Very small pieces of 3M VHB tape are one possible solution especially if the labels will be up for a while. A description of this application is included in another thread on the site. 
Another trick that can be applied to a variety of situations is to place a relatively low-tack tape (so it won't tear paint) like blue painters tape (or the purple version available from ACE) on the wall and then attach your second adhesive to that. Time consuming but it beats spotty touch-up or needless repainting.

----------


## Paul Brewin

We use hot melt glue in small dots (half the size of a pea) and without pressing too hard when attaching to the wall; it's a sufficient bond, and when it's time to deinstall the little dollops scrape off the wall cleanly with a putty knife without residue or removing paint or wall surface. However, using a hot glue gun in around artwork, particularly unglazed or otherwise sensitive objects, can be of concern (little strings of glue floating around). We also use glue dots which you can get from Uline (and other places) - *click here for info*. These can be more of a pain to remove and may leave a residue. We've had trouble if the wall paint is anything other than a flat finish. Otherwise they are very quick to use and the highest bond version holds well.

----------


## JasonO

One place I worked at liked a "shadow" look around the labels so they used foam tape as a spacer, then used blue painters tape between the wall and foam tape so the could be removed easily.

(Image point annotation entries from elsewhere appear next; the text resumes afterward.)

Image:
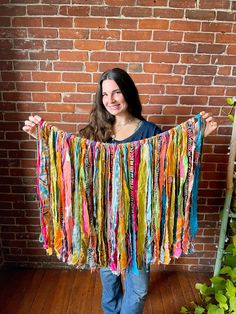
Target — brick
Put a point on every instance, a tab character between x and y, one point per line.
211	4
195	59
168	79
28	44
181	90
92	22
105	56
181	47
25	65
198	80
68	66
153	24
135	57
150	89
26	22
227	81
167	35
210	90
105	34
199	37
169	13
216	27
83	108
177	110
5	21
13	54
48	97
89	45
85	88
163	120
116	23
32	86
225	16
76	77
202	70
44	55
73	56
200	15
152	3
121	45
61	87
165	100
136	11
136	35
6	65
46	76
193	100
81	98
211	48
75	117
46	33
74	10
6	43
226	38
74	33
12	10
231	49
42	10
59	44
14	96
152	46
151	109
185	25
157	68
13	33
61	108
57	22
30	107
182	4
105	11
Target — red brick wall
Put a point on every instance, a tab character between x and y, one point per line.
182	56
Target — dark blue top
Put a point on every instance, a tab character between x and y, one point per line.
145	129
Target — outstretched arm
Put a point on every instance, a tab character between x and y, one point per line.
211	124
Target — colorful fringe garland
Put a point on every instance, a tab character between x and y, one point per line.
119	205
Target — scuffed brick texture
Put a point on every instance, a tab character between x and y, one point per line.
181	54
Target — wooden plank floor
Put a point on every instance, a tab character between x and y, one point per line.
54	291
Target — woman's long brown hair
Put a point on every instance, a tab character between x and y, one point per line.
101	121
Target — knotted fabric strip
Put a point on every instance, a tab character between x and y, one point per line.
119	205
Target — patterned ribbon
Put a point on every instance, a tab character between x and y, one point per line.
119	205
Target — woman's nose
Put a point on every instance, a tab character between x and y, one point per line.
111	99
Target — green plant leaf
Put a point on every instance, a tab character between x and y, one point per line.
226	270
231	117
199	310
222	300
202	287
230	288
232	303
214	309
230	101
183	310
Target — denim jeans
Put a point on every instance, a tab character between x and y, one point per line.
131	301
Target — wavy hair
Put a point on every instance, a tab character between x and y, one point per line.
101	121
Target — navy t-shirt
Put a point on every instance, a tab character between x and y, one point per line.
145	129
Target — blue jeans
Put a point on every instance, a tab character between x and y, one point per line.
114	301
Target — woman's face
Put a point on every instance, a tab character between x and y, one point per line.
113	98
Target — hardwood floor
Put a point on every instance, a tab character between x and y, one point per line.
54	291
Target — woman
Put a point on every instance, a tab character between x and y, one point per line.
116	117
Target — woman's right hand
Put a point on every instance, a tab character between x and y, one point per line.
30	125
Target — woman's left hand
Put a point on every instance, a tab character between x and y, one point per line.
211	124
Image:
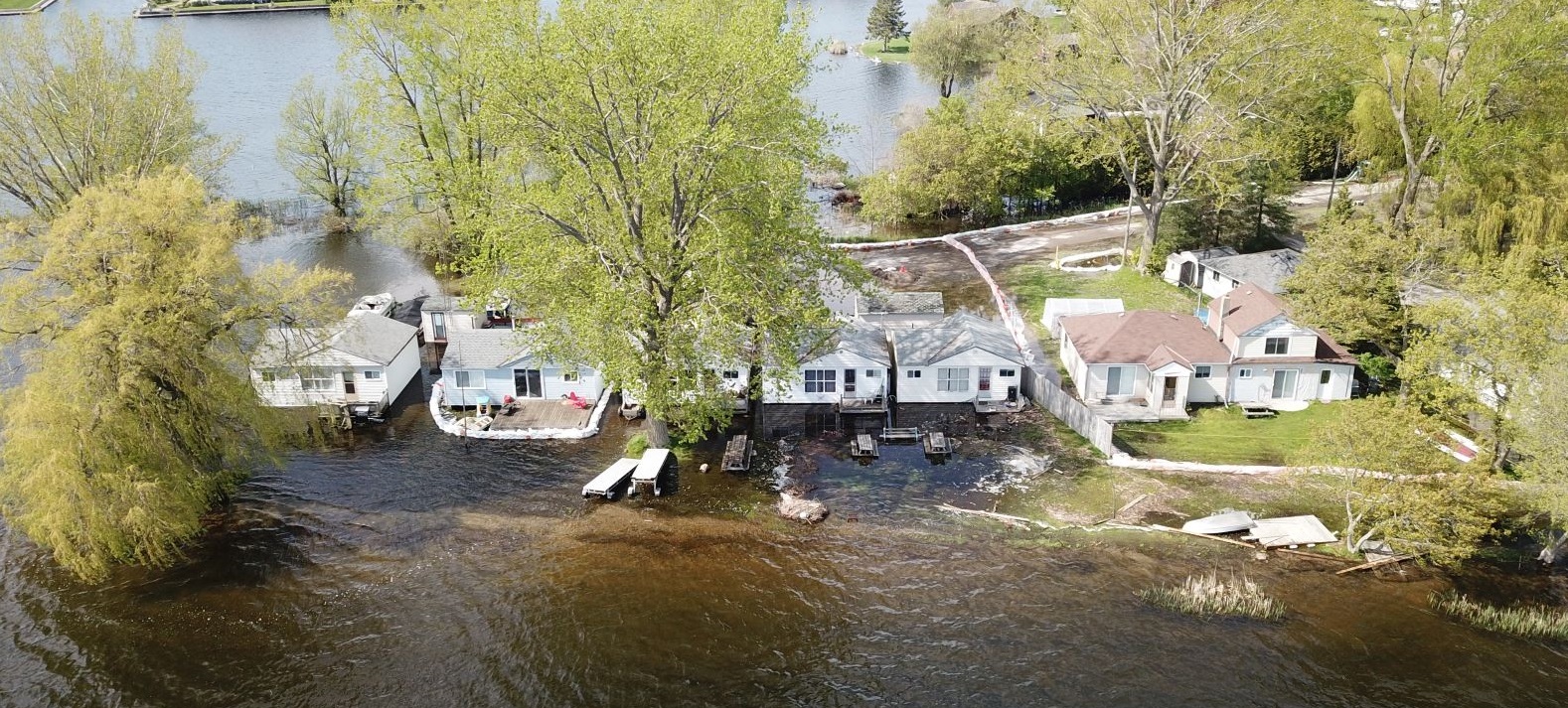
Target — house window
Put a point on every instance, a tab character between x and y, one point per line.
468	379
952	379
1118	381
822	381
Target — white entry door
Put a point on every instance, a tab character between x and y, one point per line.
1285	384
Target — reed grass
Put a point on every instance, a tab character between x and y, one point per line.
1529	621
1209	596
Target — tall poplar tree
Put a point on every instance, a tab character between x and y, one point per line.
661	227
135	412
886	22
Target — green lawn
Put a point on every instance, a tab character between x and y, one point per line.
1225	436
897	51
1032	284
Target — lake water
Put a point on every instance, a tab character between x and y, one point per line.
406	567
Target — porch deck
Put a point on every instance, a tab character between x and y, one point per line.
1136	412
534	414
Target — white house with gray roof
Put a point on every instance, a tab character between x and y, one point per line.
482	366
1220	270
960	359
852	370
361	363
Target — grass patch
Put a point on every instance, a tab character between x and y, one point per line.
1225	436
897	49
1207	596
1032	284
1529	623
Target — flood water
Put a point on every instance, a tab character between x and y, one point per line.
404	567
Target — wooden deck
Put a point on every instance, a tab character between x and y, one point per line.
542	414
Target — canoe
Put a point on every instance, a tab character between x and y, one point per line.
1220	523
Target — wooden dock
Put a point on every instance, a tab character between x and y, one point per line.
737	455
862	447
936	445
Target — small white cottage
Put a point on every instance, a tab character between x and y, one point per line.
482	366
960	359
852	370
361	363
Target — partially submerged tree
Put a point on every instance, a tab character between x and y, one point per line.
1174	86
83	105
135	412
664	227
951	48
1397	486
322	146
886	22
420	84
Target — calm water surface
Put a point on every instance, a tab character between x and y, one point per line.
404	567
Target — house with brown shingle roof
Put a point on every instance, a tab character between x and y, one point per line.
1153	365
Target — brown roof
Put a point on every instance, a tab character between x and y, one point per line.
1144	337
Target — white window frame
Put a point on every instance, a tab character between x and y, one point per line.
471	374
952	379
1120	374
821	379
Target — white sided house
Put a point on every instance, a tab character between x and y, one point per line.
360	365
962	359
852	371
482	366
1153	365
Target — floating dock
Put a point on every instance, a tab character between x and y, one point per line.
862	447
936	445
737	453
650	467
610	480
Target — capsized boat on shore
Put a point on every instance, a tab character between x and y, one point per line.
1220	523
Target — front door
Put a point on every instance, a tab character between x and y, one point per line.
529	382
1285	384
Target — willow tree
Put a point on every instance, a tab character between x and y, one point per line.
420	81
83	105
135	412
1175	88
661	229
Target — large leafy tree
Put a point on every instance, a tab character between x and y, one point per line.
886	22
420	83
1176	84
1397	486
83	105
135	412
659	227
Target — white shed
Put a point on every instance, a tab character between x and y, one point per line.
363	362
960	359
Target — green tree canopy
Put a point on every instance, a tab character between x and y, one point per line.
83	105
662	229
135	412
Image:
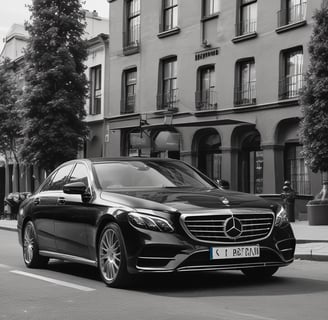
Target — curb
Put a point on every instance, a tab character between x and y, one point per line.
311	257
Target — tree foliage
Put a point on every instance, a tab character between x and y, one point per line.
10	112
314	96
56	85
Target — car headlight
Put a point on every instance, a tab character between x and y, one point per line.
281	217
145	221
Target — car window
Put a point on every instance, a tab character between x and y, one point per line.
79	174
60	178
129	174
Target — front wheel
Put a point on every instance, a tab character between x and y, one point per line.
260	273
112	257
31	254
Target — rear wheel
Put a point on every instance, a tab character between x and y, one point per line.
31	254
260	273
112	257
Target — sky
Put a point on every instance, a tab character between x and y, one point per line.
15	11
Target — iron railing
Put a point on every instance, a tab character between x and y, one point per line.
206	100
246	27
290	86
246	94
128	104
292	14
168	100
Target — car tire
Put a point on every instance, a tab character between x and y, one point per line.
260	273
112	262
31	254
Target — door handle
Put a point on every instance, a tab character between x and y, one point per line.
61	201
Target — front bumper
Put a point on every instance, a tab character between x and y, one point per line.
170	252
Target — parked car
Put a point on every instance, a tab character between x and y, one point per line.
137	215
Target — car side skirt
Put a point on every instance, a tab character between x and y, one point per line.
62	256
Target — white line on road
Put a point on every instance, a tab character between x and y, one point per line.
253	316
58	282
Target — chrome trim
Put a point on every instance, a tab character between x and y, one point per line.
156	258
232	212
231	267
63	256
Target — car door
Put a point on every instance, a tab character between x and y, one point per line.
71	224
44	208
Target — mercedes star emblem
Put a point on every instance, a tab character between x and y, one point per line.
233	228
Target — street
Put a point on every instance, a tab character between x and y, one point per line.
71	291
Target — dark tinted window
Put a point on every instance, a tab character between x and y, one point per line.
80	174
131	174
60	178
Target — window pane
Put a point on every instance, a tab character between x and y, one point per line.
60	178
80	174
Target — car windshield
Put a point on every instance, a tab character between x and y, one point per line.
148	174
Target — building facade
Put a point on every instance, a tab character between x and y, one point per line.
212	82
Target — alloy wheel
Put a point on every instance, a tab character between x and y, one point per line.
109	255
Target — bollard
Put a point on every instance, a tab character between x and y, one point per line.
288	196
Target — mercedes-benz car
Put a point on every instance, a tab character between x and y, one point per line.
138	215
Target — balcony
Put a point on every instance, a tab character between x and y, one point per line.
206	100
290	86
131	40
292	15
246	27
128	104
246	94
168	100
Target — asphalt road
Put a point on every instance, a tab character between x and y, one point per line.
71	291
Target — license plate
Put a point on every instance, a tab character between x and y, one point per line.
234	252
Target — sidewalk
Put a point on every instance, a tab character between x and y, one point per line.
311	241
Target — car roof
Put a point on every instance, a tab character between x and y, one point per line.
108	159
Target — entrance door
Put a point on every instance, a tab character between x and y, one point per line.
209	155
250	173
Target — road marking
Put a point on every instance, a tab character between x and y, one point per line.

Another place I volunteered at used these (*http://tinyurl.com/23qakn2*), which worked quite well when cut into small pieces and _carefully_ pulled off the wall.

Jason

----------


## Jamie Hascall

We're in the process of trying Glue Dots with an applicator. This is the "fugitive adhesive" that is used to put credit cards into mailers etc. An artist here used it to put up paintings done on drafting table vinyl. There were fairly heavy and floppy but there was no sag and the wall was fine afterwards. We're inspired to look for a solution as we're repairing a fairly trashed gallery after someone used the wrong foam tape and it pulled the paper off the dry wall.

http://gluedots.com/display/router.aspx?docid=45

Jamie

----------